Taking the stand yesterday was witness 2TCW-1037, who began working for the Northwest Zone’s economics and logistics division in 1973, eventually rising to the position of deputy chief attached to Division 2.
“You said you obtained information that both divisions had planned to fight back against Pol Pot. Do you have any concrete details as to what these two divisions were supposed to be doing against Pol Pot?” Koppe asked the witness.
“Their plans were not materialised yet; they did not have a clear network or structure to materialise the plan, and when their plan was found out, they were purged continuously,” the witness responded.
The witness said he was unable to recall the names of the people who told him about the coup plot, but claimed that many had said the plans were the reason some of the regime’s top leadership were purged post-1977.

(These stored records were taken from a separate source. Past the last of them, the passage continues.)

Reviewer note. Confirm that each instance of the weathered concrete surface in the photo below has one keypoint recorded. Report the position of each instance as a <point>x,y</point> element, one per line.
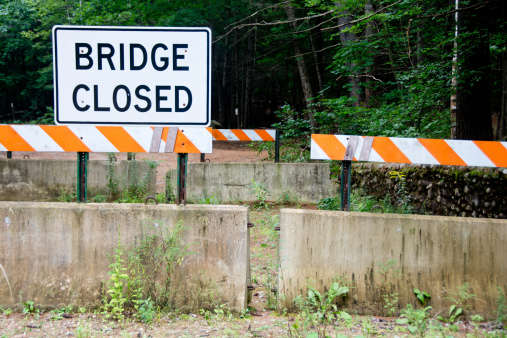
<point>230,182</point>
<point>383,253</point>
<point>58,253</point>
<point>47,180</point>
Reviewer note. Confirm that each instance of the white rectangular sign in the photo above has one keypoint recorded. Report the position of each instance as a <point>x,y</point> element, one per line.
<point>132,75</point>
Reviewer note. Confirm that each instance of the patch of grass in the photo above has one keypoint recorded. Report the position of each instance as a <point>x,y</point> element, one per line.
<point>416,320</point>
<point>29,307</point>
<point>365,203</point>
<point>141,281</point>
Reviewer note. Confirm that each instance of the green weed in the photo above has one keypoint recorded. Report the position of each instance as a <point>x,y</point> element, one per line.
<point>415,319</point>
<point>501,307</point>
<point>30,308</point>
<point>322,307</point>
<point>114,303</point>
<point>261,195</point>
<point>422,296</point>
<point>209,200</point>
<point>142,282</point>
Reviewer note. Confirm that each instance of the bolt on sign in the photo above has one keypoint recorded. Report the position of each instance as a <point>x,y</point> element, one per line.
<point>132,75</point>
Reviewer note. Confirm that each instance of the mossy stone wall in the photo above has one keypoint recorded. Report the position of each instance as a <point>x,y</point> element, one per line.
<point>438,190</point>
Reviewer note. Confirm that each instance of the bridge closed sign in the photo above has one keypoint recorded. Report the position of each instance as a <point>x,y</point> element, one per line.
<point>132,75</point>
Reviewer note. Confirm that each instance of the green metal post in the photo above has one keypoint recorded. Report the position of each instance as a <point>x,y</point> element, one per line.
<point>82,176</point>
<point>182,178</point>
<point>277,146</point>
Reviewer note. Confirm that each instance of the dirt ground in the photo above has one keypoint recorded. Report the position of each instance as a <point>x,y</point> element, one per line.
<point>222,152</point>
<point>263,320</point>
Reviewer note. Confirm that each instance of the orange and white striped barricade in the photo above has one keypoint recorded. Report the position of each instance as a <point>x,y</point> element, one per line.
<point>245,135</point>
<point>84,139</point>
<point>349,148</point>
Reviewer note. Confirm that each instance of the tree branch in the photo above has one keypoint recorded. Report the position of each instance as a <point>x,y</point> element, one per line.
<point>278,22</point>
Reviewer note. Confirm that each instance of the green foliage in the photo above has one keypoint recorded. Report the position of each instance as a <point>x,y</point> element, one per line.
<point>322,307</point>
<point>415,319</point>
<point>5,311</point>
<point>57,314</point>
<point>261,195</point>
<point>145,311</point>
<point>460,303</point>
<point>391,302</point>
<point>30,308</point>
<point>209,200</point>
<point>141,283</point>
<point>365,203</point>
<point>422,296</point>
<point>114,301</point>
<point>329,203</point>
<point>501,306</point>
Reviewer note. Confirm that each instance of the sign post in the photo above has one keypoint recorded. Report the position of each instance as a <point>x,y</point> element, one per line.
<point>133,76</point>
<point>348,148</point>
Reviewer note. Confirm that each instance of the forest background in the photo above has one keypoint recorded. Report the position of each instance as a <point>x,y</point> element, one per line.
<point>414,68</point>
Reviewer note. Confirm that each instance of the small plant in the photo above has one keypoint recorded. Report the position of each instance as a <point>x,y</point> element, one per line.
<point>261,195</point>
<point>329,203</point>
<point>29,307</point>
<point>6,312</point>
<point>323,307</point>
<point>66,196</point>
<point>501,307</point>
<point>57,314</point>
<point>391,303</point>
<point>459,304</point>
<point>415,319</point>
<point>114,302</point>
<point>422,296</point>
<point>146,311</point>
<point>402,196</point>
<point>83,331</point>
<point>209,200</point>
<point>452,316</point>
<point>99,198</point>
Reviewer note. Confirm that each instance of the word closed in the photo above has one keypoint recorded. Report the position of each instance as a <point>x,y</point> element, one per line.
<point>132,75</point>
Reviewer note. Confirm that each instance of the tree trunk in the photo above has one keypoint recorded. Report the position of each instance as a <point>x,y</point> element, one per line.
<point>303,74</point>
<point>453,71</point>
<point>368,10</point>
<point>346,38</point>
<point>473,115</point>
<point>316,61</point>
<point>502,120</point>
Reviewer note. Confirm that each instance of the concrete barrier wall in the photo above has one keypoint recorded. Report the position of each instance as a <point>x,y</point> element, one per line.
<point>379,254</point>
<point>47,180</point>
<point>58,253</point>
<point>231,182</point>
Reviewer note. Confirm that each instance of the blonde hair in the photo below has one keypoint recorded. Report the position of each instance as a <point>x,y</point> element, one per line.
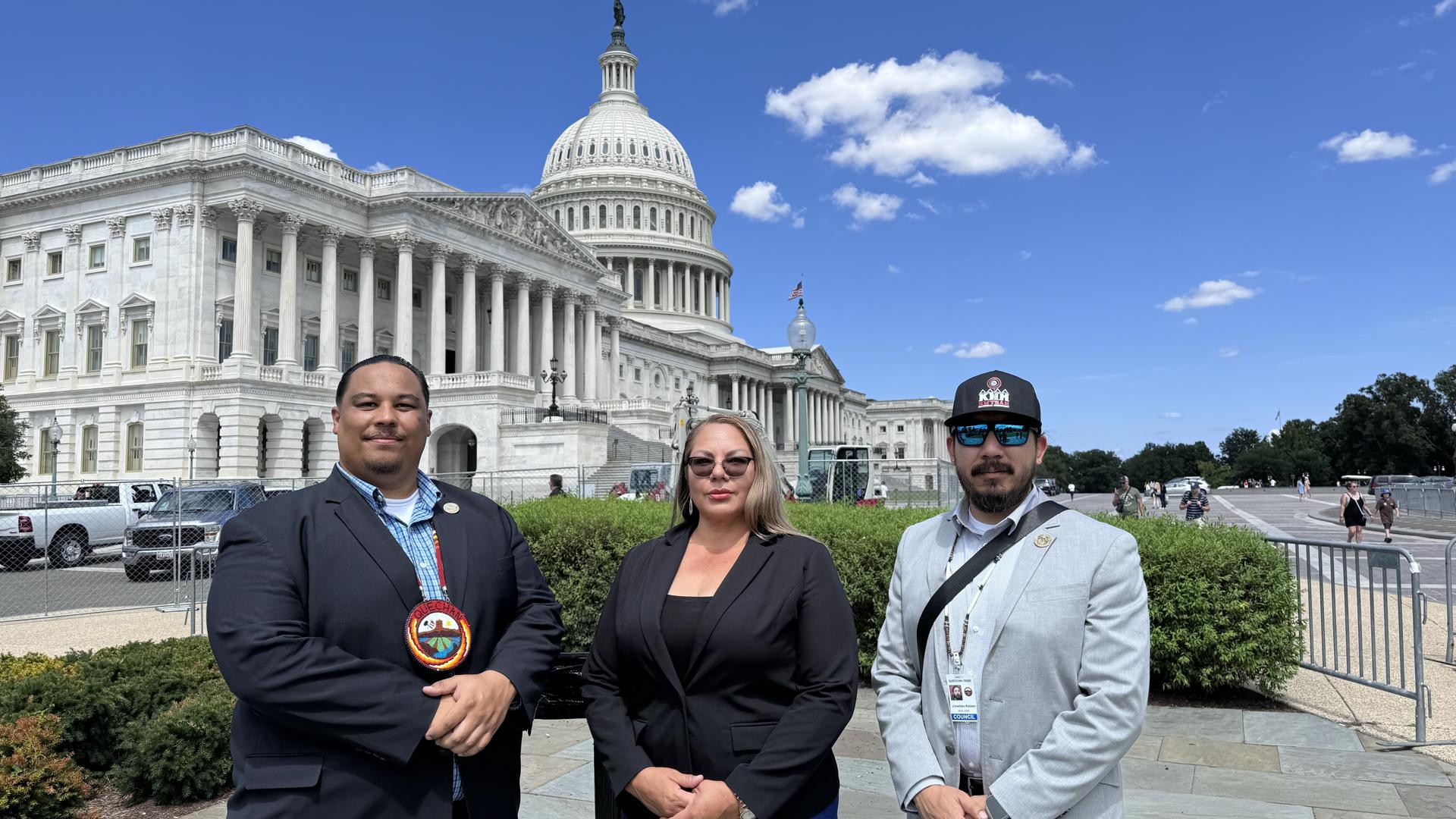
<point>764,506</point>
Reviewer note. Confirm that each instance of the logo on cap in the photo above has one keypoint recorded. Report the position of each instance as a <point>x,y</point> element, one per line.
<point>993,395</point>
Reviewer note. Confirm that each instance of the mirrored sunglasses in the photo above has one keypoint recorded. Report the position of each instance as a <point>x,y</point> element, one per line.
<point>736,466</point>
<point>1006,435</point>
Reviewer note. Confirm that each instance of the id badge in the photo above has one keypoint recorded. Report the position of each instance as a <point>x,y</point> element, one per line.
<point>962,695</point>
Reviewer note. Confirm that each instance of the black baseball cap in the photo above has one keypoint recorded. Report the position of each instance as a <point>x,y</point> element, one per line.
<point>995,392</point>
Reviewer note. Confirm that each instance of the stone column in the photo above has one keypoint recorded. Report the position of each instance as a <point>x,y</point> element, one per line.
<point>593,349</point>
<point>329,308</point>
<point>405,295</point>
<point>364,347</point>
<point>523,325</point>
<point>289,292</point>
<point>617,356</point>
<point>243,318</point>
<point>568,343</point>
<point>438,256</point>
<point>548,330</point>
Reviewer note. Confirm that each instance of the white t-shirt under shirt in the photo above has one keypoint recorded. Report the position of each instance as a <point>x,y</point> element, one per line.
<point>403,509</point>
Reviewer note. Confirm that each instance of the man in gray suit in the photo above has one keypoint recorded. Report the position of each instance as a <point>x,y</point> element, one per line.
<point>1047,645</point>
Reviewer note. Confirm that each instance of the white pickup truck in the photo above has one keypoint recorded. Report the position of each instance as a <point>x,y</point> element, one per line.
<point>69,529</point>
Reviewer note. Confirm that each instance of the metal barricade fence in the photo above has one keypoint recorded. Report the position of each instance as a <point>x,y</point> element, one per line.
<point>1347,607</point>
<point>1427,502</point>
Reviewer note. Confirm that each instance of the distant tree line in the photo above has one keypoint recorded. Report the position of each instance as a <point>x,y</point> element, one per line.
<point>1400,425</point>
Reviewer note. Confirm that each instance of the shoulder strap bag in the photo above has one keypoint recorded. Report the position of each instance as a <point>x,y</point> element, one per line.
<point>952,586</point>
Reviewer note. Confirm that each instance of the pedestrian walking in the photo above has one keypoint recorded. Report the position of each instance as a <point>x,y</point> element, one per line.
<point>1194,503</point>
<point>1036,613</point>
<point>1388,510</point>
<point>1353,512</point>
<point>1126,500</point>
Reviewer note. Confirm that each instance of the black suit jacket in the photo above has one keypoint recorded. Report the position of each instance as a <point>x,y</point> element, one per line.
<point>770,682</point>
<point>308,623</point>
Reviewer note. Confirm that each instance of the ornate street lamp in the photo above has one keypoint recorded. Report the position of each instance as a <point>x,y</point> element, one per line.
<point>55,452</point>
<point>801,341</point>
<point>554,378</point>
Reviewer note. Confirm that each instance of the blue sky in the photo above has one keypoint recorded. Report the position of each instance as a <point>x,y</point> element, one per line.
<point>1174,219</point>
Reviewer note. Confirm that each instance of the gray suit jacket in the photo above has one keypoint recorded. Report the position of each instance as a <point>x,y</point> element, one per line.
<point>1065,686</point>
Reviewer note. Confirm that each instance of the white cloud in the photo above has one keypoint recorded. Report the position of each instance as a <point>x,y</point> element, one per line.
<point>967,350</point>
<point>316,146</point>
<point>868,207</point>
<point>1053,79</point>
<point>762,203</point>
<point>1209,295</point>
<point>932,111</point>
<point>1367,146</point>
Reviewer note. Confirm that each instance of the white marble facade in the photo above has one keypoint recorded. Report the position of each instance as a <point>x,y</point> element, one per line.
<point>212,287</point>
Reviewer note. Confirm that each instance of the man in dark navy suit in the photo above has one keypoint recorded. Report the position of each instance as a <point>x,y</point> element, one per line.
<point>341,710</point>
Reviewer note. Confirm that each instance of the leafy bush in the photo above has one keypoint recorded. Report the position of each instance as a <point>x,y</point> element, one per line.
<point>36,780</point>
<point>182,752</point>
<point>1223,605</point>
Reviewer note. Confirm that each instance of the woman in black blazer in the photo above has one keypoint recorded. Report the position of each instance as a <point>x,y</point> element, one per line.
<point>724,665</point>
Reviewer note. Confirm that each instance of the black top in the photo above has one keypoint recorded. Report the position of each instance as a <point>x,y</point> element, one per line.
<point>680,620</point>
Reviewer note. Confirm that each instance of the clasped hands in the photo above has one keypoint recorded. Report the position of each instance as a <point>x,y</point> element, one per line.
<point>673,795</point>
<point>472,707</point>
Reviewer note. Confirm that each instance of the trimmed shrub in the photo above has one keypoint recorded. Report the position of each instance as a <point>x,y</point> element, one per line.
<point>36,780</point>
<point>181,754</point>
<point>1223,605</point>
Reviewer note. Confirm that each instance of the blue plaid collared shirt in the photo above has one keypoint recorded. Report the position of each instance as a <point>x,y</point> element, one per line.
<point>419,541</point>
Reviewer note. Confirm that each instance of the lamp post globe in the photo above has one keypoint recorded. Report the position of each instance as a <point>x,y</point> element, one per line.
<point>801,341</point>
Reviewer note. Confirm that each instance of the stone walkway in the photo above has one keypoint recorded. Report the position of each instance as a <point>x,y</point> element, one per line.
<point>1190,763</point>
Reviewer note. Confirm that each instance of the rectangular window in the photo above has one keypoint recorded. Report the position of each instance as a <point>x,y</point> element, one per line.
<point>224,340</point>
<point>133,447</point>
<point>139,343</point>
<point>44,447</point>
<point>12,356</point>
<point>270,346</point>
<point>93,347</point>
<point>89,449</point>
<point>53,352</point>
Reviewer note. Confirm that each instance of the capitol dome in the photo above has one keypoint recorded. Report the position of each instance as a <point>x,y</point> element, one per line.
<point>620,183</point>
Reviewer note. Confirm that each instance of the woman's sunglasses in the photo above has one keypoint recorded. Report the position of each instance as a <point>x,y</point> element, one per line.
<point>1006,435</point>
<point>736,466</point>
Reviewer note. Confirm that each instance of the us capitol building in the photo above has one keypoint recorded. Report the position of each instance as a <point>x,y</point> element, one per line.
<point>191,303</point>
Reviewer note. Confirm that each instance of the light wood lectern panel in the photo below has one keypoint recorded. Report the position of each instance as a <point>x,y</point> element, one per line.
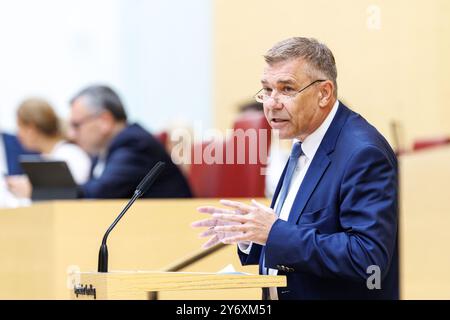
<point>138,285</point>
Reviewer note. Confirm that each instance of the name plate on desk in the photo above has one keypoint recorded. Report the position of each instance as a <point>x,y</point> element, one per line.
<point>85,290</point>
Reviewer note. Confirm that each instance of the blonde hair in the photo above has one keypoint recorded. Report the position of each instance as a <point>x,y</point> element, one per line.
<point>40,114</point>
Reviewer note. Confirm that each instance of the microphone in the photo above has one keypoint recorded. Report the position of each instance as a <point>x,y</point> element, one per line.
<point>142,188</point>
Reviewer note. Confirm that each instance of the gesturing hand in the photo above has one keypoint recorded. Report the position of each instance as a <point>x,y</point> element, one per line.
<point>245,223</point>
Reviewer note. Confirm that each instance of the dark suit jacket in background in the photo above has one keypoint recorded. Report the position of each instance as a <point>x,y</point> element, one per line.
<point>131,154</point>
<point>343,220</point>
<point>13,150</point>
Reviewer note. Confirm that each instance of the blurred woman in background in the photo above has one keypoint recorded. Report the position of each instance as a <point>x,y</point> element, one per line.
<point>39,130</point>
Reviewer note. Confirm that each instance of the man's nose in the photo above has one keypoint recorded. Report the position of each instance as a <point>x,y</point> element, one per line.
<point>273,103</point>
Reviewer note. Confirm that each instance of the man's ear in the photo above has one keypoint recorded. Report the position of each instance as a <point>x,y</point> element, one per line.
<point>325,93</point>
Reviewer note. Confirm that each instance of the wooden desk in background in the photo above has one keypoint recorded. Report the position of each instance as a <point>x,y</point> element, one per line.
<point>41,244</point>
<point>425,224</point>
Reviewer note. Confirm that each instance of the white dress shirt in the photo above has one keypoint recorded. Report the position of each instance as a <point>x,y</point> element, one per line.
<point>309,148</point>
<point>3,163</point>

He also revealed that a colleague named Ta Soun told him that Ta Vanh, the chief of military staff in the Northwest Zone until his arrest in 1977, had illegally created and armed his own military force.
“Do you recall details? What did Soun tell you about what Vanh had done exactly?” Koppe pressed. “Did he give you the location of weapons being hidden?”
But the witness was unable to provide further details about the plan or who was behind it, adding only that another colleague, Ta Keu, had warned him to be mindful of the fluctuating political climate.
“The Northwest people were arresting their own people, and then the Southwest people began arresting the Northwest people,” the witness said.
He did, however, testify to seeing Ta Nhim and Sao Pim, two of the Khmer Rouge leaders alleged to have turned against Pol Pot and Nuon Chea, travelling together by boat on the Tonle Sap river.